Kaum hat die EVP, die Fraktion der Konservativen im europäischen Parlament, einmal den Mut gefasst, sich mit der rechten Fraktion, der auch die AfD angehört, auf einen Gesetzentwurf zur verzweifelt notwendigen Verschärfung der Migrationspolitik zu einigen, die die linken Parteien verweigern, spuckt die schwindsüchtige Splitterpartei SPD auch schon Gift und Galle und droht, Beschlüsse, die auf EU-Ebene mit rechten Fraktionen getroffen werden, im Bundestag zu verzögern. Es müsse „allen Beteiligten klar sein, dass die SPD alle Möglichkeiten nutzen wird, auf europäischer Ebene mit Mehrheit der Rechtsaußen-Fraktionen getroffene Beschlüsse soweit möglich zu verzögern und abzuschwächen, auch wenn eine grundsätzliche Pflicht zur Umsetzung besteht“, tönte Sebastian Roloff, der wirtschaftspolitische Sprecher der SPD-Fraktion. Die Union sollte also genau überlegen, „ob sie die Brandmauer für solche Pyrrhussiege einreißt“. SPD-Innenpolitiker Hakan Demir schwafelte: „Die Grundregel sollte sein: Wenn Sie eine Idee nur mit der Hilfe von Rechtsextremen umsetzen können, dann ist sie vielleicht einfach falsch und sollte auch nicht weiterverfolgt werden“.

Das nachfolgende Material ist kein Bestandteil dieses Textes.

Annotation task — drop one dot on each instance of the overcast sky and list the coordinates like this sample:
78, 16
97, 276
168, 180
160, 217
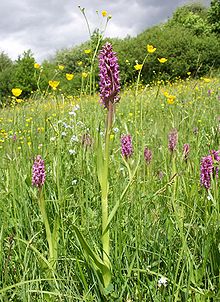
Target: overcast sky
45, 26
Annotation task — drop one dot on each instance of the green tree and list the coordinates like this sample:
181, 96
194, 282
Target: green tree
24, 73
214, 16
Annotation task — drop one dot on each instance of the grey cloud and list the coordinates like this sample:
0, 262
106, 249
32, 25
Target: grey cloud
47, 26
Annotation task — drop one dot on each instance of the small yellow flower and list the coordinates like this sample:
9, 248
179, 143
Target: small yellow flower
87, 51
16, 91
54, 84
36, 65
162, 60
138, 66
150, 48
206, 80
69, 76
84, 74
104, 13
166, 94
170, 101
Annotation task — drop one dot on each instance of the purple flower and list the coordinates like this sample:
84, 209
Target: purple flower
38, 172
172, 140
148, 155
109, 76
126, 146
208, 168
186, 149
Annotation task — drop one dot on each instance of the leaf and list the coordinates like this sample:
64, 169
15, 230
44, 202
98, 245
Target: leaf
114, 210
85, 246
100, 160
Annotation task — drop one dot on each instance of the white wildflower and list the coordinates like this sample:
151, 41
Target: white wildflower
72, 152
74, 182
74, 138
162, 281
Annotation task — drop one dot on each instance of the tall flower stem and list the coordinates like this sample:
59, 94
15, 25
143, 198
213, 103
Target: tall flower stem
104, 196
42, 206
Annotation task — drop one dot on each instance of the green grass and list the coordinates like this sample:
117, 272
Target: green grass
165, 226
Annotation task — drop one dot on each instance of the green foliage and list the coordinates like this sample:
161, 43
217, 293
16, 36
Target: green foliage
214, 16
192, 17
166, 224
188, 40
24, 73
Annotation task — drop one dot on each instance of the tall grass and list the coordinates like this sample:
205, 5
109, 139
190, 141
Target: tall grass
166, 225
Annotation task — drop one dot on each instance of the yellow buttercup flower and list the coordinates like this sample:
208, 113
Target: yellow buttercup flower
16, 91
162, 60
36, 65
170, 99
138, 66
87, 51
104, 13
206, 80
69, 76
54, 84
166, 94
150, 48
84, 74
19, 100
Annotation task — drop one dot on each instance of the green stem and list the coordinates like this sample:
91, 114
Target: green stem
42, 207
105, 185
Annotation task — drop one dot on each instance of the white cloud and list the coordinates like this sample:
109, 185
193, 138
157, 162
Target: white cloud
47, 26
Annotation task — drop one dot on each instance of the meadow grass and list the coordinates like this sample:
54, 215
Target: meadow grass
166, 225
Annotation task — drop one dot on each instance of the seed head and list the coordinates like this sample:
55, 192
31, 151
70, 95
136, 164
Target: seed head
38, 172
109, 76
173, 139
126, 146
148, 155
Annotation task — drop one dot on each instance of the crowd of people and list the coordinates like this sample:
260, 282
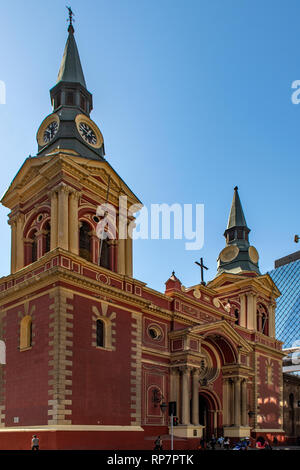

Hier zeigt sich die ganze Arroganz dieser ehemaligen Volkspartei und der Grund, warum sie dem Untergang geweiht ist. Erst verweigert sie konstruktive Beiträge zum existenziellsten Problem Europas und dann droht sie ihrem Koalitionspartner auch noch, sie zu sabotieren. Anstatt sich dagegen zu verwahren oder -noch besser-, diese Koalition endlich zu beenden, schwenkt die Union auch noch auf die Linie der SPD ein. CSU-Chef Markus Söder äußerte sich nicht weniger als „sehr überrascht und auch irritiert und verstört“ über die eigentlich selbstverständliche Kooperation von EVP und rechten Parteien bei einem so wichtigen Thema.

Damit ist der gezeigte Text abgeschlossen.